The array of slot identifiers is returned as the slots
portion of the
CapData structure.
Each time m.unserialize()
encounters such a record, it calls
convertSlotToVal
with that slot from the slots array. convertSlotToVal
should create and return a proxy (or other representative) of the
pass-by-presence object.
As a direct alternative to JSON
This marshal package also exports stringify
and parse
functions that
can serve as a direct substitute for JSON.stringify
and JSON.parse
,
with the following differences. These alternate functions are built on
the marshal encoding of passable data explained above.
Compared to JSON, marshal's stringify
and parse
is both more tolerant and
less tolerant of what data it accepts. Marshal is more tolerant in that it will
encode NaN
, Infinity
, -Infinity
, BigInts, and
undefined
. Marshal is less tolerant in that accepts only pass-by-copy data
according to the semantics of our distributed object model, as enforced
by marshal---the Passable
type exported by the marshal package. For example,
all objects-as-records must be frozen, inherit from Object.prototype
and have
only enumerable string-named own properties. When JSON encounters something it
does not like, JSON rejects it by skipping it. Marshal rejects it by throwing
an error terminating the whole serialization.

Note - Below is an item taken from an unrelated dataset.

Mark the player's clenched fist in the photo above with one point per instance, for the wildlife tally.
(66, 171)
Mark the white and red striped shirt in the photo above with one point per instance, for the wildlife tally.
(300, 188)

The JSON methods have more than one parameter, enabling customization
of the operation, for example with replacers or revivers. These
marshal-based alternative do not.
The full marshal package will serialize Passable
objects containing
presences and promises, because it serializes to a CapData
structure
containing both a body
string and a slots
array. Marshal's stringify
function serializes only to a string, and so will not
accept any presences or promises. If any are found in the input, this
stringify
will throw an error. The OnlyData
type exported by this marshal
represents that restriction.
Any encoding into JSON of data JSON does not directly represent, such as NaN
relies on some kind of escape which signals the decoding side to decode that
encoding rather than passing it through literally. For marshal this is signaled
by the presence or absence of a property named "@qclass"
as explained above.
If you feed such a structure into stringify
as data, stringify
will reject
it, just as normal marshal's serialize
would. This prohibition is not the
ideal solution. We could instead use another level of "@qclass"
to encode the
"@qclass"
data so that it decoded into "@qclass"
data. However, this
is unlikely enough to fail by accident, and is safely stopped when it happens
maliciously. Thus adding this extra level of encoding is not urgent. In the
meantime, the prohibition does catch the accident where it happens when it
was not supposed to happen. This is probably the more important case to
optimize for anyway.
Unfortunately, at the present time, because of
Empty objects are surprising (#2018)
plain empty objects, which should be valid OnlyData
and serialize fine,
are instead rejected because they are currently classified as a presence.
We are in the process of fixing this.